Maar ze deelde ook meer privédetails, zoals dat het niet waar was wat Menczer zei over dat ze “verstoten” zou zijn door haar zoon.
“We voeden de kinderen op als man en vrouw met Judith. Ik praat niet over politiek met mijn oudste zoon en ik zie hem minder vaak, hij gaat voor een paar maanden naar het buitenland. Het is niet makkelijk voor ze, want ze waren blij dat hun moeder eindelijk uit de politiek stapte en nu bemoeit hun vader zich ermee. Het is ook moeilijk voor hen om de verandering in mij te begrijpen.
Ik denk aan de films van Márta Mészáros, en misschien schrijf ik wel een dagboek voor hen, waarin ik vertel dat ik doe wat ik voor hen doe, zodat ze in een normaal land kunnen leven. Of mijn leven zelf wordt een dagboek voor hen. Hoe dan ook, ik heb een eerlijke relatie met Judith en ik hoop dat we over twintig jaar bij elkaar kunnen zitten en onze kleinkinderen kunnen zien voetballen.”
Op de vraag of de familietraditie hem tot advocaat had gemaakt, zei Péter Magyar dat het “een vanzelfsprekendheid” was.
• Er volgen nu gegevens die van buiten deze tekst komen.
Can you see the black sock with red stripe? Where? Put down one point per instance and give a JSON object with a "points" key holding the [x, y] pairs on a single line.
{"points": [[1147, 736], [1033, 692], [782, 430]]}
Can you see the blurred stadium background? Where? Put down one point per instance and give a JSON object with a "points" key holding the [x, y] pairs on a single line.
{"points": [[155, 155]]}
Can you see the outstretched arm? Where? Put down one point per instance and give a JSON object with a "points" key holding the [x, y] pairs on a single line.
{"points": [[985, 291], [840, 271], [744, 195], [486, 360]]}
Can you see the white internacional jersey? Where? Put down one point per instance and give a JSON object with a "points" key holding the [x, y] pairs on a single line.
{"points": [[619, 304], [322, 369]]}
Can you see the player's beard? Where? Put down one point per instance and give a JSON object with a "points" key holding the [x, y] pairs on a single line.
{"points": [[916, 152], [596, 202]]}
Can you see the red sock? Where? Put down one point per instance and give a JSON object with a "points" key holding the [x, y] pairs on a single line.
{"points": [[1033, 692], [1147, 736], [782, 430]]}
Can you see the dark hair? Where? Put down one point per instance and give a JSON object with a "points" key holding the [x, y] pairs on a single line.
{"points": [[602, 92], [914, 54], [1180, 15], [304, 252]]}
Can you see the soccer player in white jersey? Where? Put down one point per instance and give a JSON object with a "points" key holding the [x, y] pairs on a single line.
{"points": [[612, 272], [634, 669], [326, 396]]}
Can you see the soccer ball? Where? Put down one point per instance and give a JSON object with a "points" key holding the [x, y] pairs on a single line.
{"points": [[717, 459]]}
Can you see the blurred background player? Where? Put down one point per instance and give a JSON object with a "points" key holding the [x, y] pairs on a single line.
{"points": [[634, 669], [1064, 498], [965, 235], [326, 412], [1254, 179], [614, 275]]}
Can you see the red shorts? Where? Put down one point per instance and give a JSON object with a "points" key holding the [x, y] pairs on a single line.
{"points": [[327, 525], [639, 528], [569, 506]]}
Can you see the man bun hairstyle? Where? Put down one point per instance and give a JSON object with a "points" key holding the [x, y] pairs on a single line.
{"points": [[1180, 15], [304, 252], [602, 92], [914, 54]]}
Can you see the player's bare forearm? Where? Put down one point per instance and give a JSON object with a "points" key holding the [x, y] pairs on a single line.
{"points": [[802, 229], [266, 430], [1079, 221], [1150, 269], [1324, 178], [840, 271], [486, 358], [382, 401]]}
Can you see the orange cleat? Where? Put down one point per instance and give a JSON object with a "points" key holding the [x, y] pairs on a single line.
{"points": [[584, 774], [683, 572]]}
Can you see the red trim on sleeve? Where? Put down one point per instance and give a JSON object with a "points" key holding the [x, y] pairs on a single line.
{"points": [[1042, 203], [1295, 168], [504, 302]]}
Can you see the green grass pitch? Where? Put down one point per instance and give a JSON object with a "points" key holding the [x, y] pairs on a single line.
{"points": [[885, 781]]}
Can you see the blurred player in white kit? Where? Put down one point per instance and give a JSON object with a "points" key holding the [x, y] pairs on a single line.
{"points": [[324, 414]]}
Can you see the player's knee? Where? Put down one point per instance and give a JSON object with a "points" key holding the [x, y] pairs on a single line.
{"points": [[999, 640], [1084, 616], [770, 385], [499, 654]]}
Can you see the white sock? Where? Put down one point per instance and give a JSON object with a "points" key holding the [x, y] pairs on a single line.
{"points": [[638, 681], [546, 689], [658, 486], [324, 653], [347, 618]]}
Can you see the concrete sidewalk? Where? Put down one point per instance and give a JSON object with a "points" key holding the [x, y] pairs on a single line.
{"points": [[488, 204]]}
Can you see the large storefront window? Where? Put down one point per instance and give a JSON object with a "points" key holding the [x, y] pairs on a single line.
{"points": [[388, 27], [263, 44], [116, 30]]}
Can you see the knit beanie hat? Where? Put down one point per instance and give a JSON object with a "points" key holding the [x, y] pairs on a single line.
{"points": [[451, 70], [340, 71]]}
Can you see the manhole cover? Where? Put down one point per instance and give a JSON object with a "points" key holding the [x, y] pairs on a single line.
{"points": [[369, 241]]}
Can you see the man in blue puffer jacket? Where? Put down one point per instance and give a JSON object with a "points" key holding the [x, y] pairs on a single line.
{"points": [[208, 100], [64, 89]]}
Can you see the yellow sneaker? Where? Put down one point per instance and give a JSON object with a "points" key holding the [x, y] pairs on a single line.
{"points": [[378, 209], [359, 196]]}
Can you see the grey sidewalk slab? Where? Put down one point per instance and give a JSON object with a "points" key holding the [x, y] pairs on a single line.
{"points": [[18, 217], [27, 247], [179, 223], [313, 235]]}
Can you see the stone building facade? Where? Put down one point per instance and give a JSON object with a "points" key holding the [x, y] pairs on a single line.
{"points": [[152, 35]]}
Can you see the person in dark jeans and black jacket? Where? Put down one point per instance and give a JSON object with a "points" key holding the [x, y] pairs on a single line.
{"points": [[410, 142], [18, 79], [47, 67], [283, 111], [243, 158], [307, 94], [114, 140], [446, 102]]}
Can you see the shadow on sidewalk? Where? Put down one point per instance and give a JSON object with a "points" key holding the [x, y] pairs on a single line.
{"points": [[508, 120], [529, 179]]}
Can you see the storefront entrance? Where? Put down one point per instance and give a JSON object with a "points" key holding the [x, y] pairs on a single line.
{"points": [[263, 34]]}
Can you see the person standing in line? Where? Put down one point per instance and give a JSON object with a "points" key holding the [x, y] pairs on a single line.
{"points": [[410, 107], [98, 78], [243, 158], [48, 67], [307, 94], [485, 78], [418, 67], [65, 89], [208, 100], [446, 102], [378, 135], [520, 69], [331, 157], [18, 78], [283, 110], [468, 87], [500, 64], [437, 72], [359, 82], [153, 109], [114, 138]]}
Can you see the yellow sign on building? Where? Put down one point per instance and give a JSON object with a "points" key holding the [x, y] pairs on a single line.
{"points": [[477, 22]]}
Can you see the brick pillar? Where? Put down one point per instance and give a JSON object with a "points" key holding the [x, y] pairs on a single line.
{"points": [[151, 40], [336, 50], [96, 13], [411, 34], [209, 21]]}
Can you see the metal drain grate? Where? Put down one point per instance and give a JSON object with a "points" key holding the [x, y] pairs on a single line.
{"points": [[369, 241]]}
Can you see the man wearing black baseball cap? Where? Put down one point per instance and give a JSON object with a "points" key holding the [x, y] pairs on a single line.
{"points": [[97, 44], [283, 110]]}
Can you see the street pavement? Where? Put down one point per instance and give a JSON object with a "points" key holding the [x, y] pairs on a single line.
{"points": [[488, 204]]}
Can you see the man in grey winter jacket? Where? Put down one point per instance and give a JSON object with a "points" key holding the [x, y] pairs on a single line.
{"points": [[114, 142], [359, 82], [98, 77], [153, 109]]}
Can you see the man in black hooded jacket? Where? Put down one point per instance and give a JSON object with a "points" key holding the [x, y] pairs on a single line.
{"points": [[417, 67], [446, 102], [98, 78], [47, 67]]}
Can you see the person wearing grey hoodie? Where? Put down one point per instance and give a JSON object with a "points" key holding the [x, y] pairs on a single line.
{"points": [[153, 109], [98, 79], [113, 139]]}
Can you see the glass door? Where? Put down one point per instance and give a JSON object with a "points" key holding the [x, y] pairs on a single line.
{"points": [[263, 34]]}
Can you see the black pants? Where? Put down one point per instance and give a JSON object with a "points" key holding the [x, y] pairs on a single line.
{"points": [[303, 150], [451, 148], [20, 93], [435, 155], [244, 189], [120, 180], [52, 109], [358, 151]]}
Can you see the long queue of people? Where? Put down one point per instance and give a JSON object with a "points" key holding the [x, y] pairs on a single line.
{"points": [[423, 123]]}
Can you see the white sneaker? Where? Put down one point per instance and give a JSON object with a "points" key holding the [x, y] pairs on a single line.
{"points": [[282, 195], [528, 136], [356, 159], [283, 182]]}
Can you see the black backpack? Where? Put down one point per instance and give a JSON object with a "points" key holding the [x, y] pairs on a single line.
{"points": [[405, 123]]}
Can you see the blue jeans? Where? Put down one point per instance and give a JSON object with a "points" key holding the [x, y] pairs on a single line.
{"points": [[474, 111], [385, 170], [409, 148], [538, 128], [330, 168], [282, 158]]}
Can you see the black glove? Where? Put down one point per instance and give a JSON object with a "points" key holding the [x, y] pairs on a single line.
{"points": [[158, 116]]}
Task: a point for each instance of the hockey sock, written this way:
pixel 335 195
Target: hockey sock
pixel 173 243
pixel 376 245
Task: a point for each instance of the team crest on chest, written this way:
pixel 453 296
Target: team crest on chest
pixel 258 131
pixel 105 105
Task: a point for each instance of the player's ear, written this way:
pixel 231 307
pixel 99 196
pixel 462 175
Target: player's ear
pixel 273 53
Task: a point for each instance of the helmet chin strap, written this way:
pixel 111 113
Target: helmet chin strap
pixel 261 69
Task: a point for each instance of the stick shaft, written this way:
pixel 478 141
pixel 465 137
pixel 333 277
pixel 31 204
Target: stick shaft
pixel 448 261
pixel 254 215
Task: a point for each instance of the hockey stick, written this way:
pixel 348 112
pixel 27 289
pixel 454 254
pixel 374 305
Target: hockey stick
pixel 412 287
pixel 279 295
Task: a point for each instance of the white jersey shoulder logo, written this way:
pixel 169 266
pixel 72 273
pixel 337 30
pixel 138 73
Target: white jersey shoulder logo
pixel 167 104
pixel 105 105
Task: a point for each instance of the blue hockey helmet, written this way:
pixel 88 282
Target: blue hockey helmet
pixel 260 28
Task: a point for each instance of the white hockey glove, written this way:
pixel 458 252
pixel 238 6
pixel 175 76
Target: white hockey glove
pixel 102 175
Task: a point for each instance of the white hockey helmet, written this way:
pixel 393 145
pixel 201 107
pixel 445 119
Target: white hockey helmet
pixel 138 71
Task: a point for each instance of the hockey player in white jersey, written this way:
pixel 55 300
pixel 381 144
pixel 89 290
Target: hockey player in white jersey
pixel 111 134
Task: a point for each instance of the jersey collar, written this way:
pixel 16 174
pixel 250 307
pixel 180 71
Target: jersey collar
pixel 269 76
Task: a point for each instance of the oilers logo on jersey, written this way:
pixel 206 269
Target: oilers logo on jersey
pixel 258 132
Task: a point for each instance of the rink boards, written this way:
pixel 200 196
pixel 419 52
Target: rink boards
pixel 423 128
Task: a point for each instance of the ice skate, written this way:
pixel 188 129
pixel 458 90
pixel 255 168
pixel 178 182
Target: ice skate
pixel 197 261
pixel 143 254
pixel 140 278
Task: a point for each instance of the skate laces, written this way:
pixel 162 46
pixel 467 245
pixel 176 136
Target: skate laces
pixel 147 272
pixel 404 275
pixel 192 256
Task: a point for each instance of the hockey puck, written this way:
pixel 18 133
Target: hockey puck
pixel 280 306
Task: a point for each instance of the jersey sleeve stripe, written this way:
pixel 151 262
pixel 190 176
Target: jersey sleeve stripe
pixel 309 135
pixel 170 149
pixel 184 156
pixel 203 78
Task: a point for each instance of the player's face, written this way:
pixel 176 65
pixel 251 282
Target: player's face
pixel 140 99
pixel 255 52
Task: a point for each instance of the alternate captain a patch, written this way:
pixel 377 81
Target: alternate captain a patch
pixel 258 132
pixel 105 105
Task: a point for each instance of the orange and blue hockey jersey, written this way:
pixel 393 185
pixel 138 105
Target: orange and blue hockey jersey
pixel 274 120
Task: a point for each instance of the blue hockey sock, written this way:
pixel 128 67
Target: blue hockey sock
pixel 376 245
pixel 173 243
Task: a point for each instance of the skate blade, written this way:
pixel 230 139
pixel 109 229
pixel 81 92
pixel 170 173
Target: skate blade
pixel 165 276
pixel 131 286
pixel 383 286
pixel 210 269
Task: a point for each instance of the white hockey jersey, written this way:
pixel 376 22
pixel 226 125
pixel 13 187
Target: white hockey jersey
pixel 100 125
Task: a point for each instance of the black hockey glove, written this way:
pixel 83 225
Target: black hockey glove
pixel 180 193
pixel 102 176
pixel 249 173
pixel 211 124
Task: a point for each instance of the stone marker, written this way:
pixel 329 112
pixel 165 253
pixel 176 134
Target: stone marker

Hij zei ook dat hij een deel van zijn fortuin te danken heeft aan “geluk”:
“Mijn opa en ik gingen eens samen naar het huis van een oude vriendin, ik moet 8 of 10 jaar zijn geweest, en ik bewonderde de prachtige lelietjes-van-dalen in de tuin – ik zou tuinman worden – en het brood met jam dat ik kreeg.
Toen ik 18 was, ontdekte ik dat de dame me de volgende dag had opgegeven voor een flatje in Gellért Hill. Ik verkocht het en verhuisde naar de Károlyi-tuin, naast de universiteit. Dat waren de beste jaren van mijn leven, met grote feesten, soms bijgewoond door Máté Kocsis en Gergely Gulyás.”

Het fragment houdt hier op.